Batiment administratif de l'UNIKIN

Le gouvernement a ordonné aux étudiants de quitter les résidences universitaires au plus tard jeudi 9 janvier. La mesure est prise suite à de violentes manifestations contre l'augmentation des frais de scolarité.

Selon un communiqué de la police de la ville de Kinshasa, tout étudiant sera considéré comme "un ennemi de la République" s'il se trouve encore jeudi à l'université de Kinshasa.

La police promet ainsi d'user de "tous les moyens légaux" pour exécuter cet ordre du gouvernement. Elle demande aux étudiants d'évacuer "volontairement" leurs résidences universitaires, "avant le lancement de l'opération de déguerpissement forcé".

Tout en reconnaissant qu'il y a eu des infiltrés dans les rangs de manifestants, la présidente nationale des étudiants congolais juge l'ultimatum excessif.

Selon Prisca Manyala "dans les résidences étudiantes se trouvent principalement les étudiants venant des provinces. Très peu parmi eux ont de la famille ici dans la ville de Kinshasa."

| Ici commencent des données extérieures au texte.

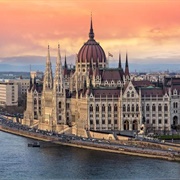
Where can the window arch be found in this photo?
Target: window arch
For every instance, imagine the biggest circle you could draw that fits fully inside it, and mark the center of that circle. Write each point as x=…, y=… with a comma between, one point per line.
x=132, y=94
x=165, y=107
x=97, y=108
x=132, y=108
x=115, y=107
x=109, y=107
x=59, y=104
x=137, y=107
x=91, y=108
x=103, y=108
x=128, y=108
x=35, y=101
x=159, y=107
x=147, y=107
x=124, y=107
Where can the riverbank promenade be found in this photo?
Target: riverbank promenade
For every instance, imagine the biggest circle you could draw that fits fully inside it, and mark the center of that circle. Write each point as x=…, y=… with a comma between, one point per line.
x=167, y=151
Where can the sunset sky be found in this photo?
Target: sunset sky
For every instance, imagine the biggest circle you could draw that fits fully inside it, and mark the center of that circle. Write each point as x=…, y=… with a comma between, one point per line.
x=148, y=30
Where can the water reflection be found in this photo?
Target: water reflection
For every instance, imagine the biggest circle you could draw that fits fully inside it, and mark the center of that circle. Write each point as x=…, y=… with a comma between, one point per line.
x=17, y=161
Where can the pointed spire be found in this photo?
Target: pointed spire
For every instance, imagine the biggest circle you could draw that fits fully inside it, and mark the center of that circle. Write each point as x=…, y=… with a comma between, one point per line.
x=126, y=66
x=59, y=54
x=48, y=78
x=91, y=33
x=120, y=66
x=48, y=55
x=58, y=79
x=90, y=70
x=65, y=65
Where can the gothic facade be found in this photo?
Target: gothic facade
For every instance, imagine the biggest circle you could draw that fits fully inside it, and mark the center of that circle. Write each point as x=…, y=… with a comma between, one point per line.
x=93, y=96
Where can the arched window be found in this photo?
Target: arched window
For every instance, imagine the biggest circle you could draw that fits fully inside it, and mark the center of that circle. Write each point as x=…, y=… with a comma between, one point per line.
x=135, y=125
x=165, y=107
x=91, y=108
x=174, y=105
x=103, y=108
x=128, y=108
x=124, y=107
x=59, y=104
x=159, y=107
x=97, y=108
x=132, y=108
x=137, y=107
x=109, y=107
x=115, y=108
x=147, y=107
x=132, y=94
x=35, y=101
x=126, y=125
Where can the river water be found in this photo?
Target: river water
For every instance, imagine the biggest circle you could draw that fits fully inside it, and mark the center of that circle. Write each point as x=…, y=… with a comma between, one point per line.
x=17, y=161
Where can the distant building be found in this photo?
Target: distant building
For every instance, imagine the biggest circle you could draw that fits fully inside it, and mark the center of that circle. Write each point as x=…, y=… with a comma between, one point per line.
x=95, y=97
x=8, y=94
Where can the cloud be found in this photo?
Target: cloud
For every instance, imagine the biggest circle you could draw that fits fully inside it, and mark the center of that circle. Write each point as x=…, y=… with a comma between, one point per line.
x=142, y=27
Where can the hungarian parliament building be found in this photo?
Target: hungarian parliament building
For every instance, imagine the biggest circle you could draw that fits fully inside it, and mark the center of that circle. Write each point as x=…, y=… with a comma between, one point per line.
x=92, y=96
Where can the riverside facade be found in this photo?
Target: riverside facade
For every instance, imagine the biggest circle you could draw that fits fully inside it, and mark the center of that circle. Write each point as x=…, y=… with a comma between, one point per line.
x=92, y=96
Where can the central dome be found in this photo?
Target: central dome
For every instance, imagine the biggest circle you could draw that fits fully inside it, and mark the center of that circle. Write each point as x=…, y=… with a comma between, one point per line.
x=91, y=50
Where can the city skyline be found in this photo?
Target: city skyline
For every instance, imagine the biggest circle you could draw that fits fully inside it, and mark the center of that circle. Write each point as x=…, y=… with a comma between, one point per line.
x=149, y=31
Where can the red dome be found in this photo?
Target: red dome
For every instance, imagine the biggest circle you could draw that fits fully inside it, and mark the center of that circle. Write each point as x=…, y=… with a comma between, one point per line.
x=91, y=50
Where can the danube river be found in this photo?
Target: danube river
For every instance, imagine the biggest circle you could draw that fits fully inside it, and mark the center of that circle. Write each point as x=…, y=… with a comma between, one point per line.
x=18, y=161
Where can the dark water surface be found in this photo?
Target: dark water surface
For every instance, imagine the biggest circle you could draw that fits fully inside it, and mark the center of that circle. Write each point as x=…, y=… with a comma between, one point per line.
x=17, y=161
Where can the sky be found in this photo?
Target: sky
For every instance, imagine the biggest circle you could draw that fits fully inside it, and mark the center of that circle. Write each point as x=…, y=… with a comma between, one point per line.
x=149, y=30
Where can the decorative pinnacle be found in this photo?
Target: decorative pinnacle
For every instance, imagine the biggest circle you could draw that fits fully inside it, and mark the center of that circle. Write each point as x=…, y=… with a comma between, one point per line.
x=91, y=33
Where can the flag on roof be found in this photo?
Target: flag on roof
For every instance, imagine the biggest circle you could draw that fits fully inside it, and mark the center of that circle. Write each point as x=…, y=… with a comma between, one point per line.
x=109, y=54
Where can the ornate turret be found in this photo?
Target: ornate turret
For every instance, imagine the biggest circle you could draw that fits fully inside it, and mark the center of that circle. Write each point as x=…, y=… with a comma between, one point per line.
x=65, y=66
x=120, y=66
x=91, y=32
x=126, y=66
x=58, y=79
x=48, y=78
x=90, y=70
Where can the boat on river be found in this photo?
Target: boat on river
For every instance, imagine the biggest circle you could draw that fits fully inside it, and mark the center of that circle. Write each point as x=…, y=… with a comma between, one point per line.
x=34, y=144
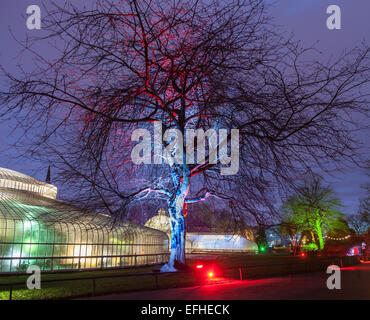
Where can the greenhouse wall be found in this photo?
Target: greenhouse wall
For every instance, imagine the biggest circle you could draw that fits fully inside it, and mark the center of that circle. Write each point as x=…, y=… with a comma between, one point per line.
x=36, y=229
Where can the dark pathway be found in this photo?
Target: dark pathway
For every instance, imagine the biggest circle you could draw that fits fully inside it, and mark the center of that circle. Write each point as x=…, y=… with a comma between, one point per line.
x=355, y=283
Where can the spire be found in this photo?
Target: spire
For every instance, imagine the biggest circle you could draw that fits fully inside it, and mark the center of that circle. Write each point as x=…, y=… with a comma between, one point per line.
x=48, y=178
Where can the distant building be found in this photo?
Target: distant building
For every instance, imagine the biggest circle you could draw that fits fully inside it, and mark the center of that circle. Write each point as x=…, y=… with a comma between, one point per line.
x=206, y=241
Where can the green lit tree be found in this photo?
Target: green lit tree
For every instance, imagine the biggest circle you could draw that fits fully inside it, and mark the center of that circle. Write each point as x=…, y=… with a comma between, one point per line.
x=360, y=222
x=313, y=207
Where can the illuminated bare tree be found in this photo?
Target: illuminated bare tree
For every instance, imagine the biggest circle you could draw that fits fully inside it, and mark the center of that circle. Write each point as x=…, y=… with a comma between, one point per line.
x=125, y=65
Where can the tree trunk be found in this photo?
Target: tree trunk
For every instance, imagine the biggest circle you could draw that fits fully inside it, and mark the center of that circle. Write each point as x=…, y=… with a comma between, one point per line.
x=177, y=223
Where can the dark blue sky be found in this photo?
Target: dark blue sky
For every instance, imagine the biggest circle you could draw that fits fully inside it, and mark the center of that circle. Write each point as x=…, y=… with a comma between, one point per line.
x=306, y=18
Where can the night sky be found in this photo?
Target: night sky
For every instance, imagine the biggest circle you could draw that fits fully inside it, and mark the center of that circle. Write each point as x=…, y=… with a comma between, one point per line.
x=306, y=18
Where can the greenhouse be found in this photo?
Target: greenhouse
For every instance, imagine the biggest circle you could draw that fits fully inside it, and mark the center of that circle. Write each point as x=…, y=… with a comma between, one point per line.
x=206, y=241
x=37, y=229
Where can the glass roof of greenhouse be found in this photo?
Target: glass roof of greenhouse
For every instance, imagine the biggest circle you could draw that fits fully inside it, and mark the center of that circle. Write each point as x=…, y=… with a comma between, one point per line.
x=10, y=179
x=24, y=205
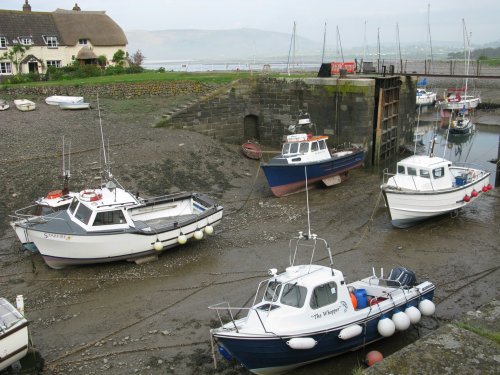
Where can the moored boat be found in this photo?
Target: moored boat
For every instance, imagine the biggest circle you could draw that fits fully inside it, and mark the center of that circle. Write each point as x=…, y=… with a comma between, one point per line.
x=428, y=186
x=14, y=338
x=4, y=105
x=24, y=105
x=63, y=99
x=309, y=312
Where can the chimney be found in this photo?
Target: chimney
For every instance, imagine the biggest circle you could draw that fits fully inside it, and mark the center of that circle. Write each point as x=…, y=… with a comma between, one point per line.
x=26, y=6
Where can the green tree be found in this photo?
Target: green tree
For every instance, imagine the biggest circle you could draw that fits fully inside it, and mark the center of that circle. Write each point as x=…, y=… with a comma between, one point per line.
x=16, y=54
x=119, y=57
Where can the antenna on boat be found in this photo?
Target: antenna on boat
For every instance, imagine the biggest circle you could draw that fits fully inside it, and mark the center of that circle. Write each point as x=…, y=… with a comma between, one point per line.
x=307, y=204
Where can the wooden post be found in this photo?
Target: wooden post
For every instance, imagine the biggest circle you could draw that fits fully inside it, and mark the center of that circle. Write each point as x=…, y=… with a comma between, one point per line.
x=378, y=130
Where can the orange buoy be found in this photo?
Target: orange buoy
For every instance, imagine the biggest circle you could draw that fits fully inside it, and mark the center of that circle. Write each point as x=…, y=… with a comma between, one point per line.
x=54, y=194
x=354, y=300
x=373, y=357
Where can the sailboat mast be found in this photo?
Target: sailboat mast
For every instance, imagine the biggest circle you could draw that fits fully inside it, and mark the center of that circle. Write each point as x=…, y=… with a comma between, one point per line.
x=324, y=42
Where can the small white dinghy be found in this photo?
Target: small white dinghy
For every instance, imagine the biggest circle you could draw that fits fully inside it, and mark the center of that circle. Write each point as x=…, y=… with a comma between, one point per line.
x=3, y=105
x=13, y=333
x=62, y=99
x=24, y=105
x=74, y=106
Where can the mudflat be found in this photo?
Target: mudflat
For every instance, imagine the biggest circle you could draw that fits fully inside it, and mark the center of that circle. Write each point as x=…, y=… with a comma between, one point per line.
x=152, y=318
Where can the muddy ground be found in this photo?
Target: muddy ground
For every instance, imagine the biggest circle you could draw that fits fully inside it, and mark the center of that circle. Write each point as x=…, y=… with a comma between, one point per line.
x=152, y=318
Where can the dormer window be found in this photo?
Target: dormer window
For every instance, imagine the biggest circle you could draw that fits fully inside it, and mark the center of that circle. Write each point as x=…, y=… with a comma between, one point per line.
x=51, y=41
x=25, y=40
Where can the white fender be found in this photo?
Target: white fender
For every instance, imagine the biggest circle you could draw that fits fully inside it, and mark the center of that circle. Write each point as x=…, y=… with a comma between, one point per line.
x=302, y=343
x=350, y=332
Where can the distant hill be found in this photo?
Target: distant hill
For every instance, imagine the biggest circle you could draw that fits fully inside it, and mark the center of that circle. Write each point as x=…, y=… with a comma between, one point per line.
x=216, y=44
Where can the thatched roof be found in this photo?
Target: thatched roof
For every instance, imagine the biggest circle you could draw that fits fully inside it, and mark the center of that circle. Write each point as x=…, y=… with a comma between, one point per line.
x=67, y=25
x=14, y=24
x=86, y=54
x=97, y=27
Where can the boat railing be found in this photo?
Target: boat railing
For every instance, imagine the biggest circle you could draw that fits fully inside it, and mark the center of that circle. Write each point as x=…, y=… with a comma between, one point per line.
x=225, y=307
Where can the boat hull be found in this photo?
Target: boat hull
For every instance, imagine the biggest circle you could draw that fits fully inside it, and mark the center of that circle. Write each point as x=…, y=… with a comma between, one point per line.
x=407, y=208
x=285, y=179
x=270, y=354
x=62, y=250
x=13, y=339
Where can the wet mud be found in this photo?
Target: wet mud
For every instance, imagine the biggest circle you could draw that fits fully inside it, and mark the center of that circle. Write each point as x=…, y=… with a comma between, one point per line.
x=152, y=318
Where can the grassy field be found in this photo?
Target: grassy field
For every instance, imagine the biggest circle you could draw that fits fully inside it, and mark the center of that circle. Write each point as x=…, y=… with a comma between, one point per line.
x=207, y=77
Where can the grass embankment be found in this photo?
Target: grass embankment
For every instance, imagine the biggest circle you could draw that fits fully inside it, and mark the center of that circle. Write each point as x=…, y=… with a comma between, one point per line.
x=206, y=77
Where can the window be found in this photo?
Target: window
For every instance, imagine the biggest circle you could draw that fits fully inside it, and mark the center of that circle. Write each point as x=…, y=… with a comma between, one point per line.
x=438, y=172
x=286, y=148
x=83, y=213
x=293, y=295
x=25, y=41
x=324, y=295
x=54, y=63
x=304, y=148
x=425, y=173
x=5, y=68
x=109, y=218
x=72, y=206
x=294, y=148
x=272, y=291
x=51, y=41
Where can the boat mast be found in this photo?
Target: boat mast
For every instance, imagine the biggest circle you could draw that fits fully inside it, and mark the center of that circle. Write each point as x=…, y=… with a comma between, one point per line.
x=324, y=42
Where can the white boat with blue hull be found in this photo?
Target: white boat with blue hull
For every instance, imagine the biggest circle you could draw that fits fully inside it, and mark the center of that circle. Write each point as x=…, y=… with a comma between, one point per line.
x=309, y=312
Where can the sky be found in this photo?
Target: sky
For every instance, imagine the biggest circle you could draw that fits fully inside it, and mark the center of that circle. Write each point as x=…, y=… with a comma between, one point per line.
x=381, y=17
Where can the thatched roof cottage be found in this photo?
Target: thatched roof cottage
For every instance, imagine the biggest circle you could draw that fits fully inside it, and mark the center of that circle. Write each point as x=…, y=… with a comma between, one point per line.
x=56, y=38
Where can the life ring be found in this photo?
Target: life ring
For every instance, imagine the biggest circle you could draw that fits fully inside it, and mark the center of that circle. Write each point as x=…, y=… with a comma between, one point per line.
x=90, y=195
x=54, y=194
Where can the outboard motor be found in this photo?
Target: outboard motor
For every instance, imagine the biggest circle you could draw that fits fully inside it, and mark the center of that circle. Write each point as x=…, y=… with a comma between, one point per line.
x=402, y=277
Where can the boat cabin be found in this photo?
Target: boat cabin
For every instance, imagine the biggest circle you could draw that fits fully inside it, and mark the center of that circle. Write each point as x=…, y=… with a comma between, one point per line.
x=300, y=148
x=421, y=172
x=302, y=296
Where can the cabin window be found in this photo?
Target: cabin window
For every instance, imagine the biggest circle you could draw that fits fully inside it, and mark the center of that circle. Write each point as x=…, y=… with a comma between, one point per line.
x=412, y=171
x=109, y=218
x=73, y=205
x=294, y=148
x=5, y=68
x=425, y=173
x=324, y=295
x=304, y=148
x=438, y=172
x=293, y=295
x=83, y=213
x=272, y=291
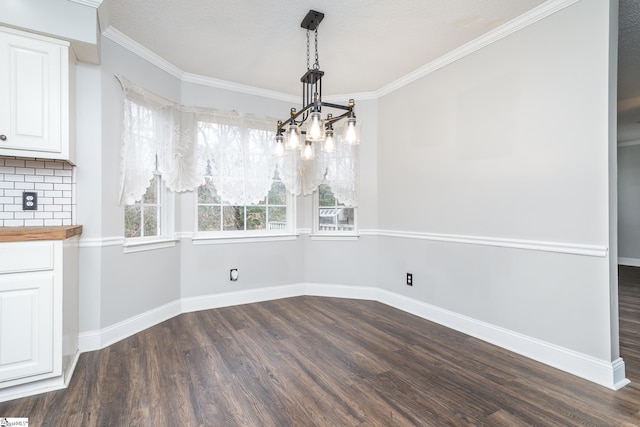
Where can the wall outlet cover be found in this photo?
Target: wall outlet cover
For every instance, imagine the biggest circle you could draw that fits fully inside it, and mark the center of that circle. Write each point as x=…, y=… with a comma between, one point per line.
x=29, y=201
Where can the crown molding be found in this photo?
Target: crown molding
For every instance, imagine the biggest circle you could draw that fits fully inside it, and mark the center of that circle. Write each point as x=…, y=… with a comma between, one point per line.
x=237, y=87
x=538, y=13
x=629, y=143
x=534, y=15
x=91, y=3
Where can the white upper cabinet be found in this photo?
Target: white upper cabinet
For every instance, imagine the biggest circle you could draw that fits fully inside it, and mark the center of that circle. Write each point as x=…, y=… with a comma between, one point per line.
x=34, y=96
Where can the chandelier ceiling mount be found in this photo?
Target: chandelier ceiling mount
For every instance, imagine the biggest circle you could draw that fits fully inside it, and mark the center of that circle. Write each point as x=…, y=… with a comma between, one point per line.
x=290, y=135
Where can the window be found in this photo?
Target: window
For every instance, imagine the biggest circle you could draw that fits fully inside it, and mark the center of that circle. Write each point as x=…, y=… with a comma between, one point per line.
x=145, y=218
x=333, y=216
x=270, y=214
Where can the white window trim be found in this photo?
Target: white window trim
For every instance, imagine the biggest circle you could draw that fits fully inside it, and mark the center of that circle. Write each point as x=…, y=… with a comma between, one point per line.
x=243, y=236
x=167, y=238
x=329, y=235
x=317, y=234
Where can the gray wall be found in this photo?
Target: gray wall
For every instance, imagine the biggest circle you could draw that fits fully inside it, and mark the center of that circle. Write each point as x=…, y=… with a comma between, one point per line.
x=629, y=204
x=510, y=142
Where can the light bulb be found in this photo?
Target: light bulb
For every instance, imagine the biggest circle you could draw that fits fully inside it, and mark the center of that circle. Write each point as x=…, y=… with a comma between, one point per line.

Vital Kamerhe, le directeur de cabinet du président Félix Tshisekedi, a déclaré que les responsables de la mort, mardi 7 janvier, d'un policier "ne sont pas des étudiants de l'Unikin mais des infiltrés".

Prisca Manyala le reconnaît. Mais l'étudiante en deuxième année de licence à la faculté des Lettres et Sciences Humaines de l'université de Kinshasa demande l'indulgence des autorités congolaises.

"Sur cent arrestations, il n'y avait que cinq étudiants. C'est dire qu'il y avait des personnes qui n'étaient pas étudiantes et des infiltrations que nous ne pouvions déceler dans la masse. Mais nous implorons l'indulgence du gouvernement afin qu'il accorde plus de temps pour les étudiants qui doivent libérer leur appartement. Pour qu'après il y ait bien sûr l'identification promise", explique-t-elle.

La crainte d'une année blanche

Même si certains étudiants ont commencé à quitter les résidences, les appels au dialogue se multiplient.

"La solution serait que tout le monde revienne à la raison, que les étudiants négocient avec le comité de gestion et le gouvernement pour trouver le juste milieu qui permette le minimum des conditions pour que le universités fonctionnent. Sinon, on va déclarer une année blanche", soutient le directeur de l'Institut panafricain de géopolitique de Nancy en France.

Mwayila Tshiyembe, qui est aussi chargé de cours à l'université de Kinsangani (nord-ouest de la capitale Kinshasa), fustige cependant les dégâts causés par les manifestants.

"Ce qui est impossible, c'est que les étudiants se retournent pour casser le peu de bien dont ils disposent. Ces étudiants se tirent une balle dans le pied", se désole-t-il.

Augmentation des frais d'inscription

À l'origine, les étudiants de la plus grande université du pays manifestent contre l'augmentation des frais de scolarité. "Nous protestons contre l'augmentation du taux (qui est passé de 920 à 1.700 francs congolais contre un dollar, ndlr) pour le paiement des frais académiques", a déclaré à la DW Aaron Kukalengui, étudiant à Faculté des Sciences sociales, politiques et administratives, option Relations internationales.

Il est à rappeler que l'année dernière, les frais académiques étaient fixés à 253.000 francs congolais (soit 275 dollars au taux de 920 FC le dollar).

Ce montant est passé en ce début 2019 à 485.000 FC (soit 285 dollars avec le nouveau taux de 1.700 FC le dollar).

Aaron Kukalengui comme ses collègues exigent que le paiement des frais de scolarité se fasse selon l'ancien taux, d'autant que les étudiants ne bénéficient pas de bourses d'études.

Selon la présidente nationale des étudiants congolais, Prisca Manyala, le président Félix Tshisekedi pourrait les recevoir dans les jours à venir pour essayer de trouver une solution à cette crise.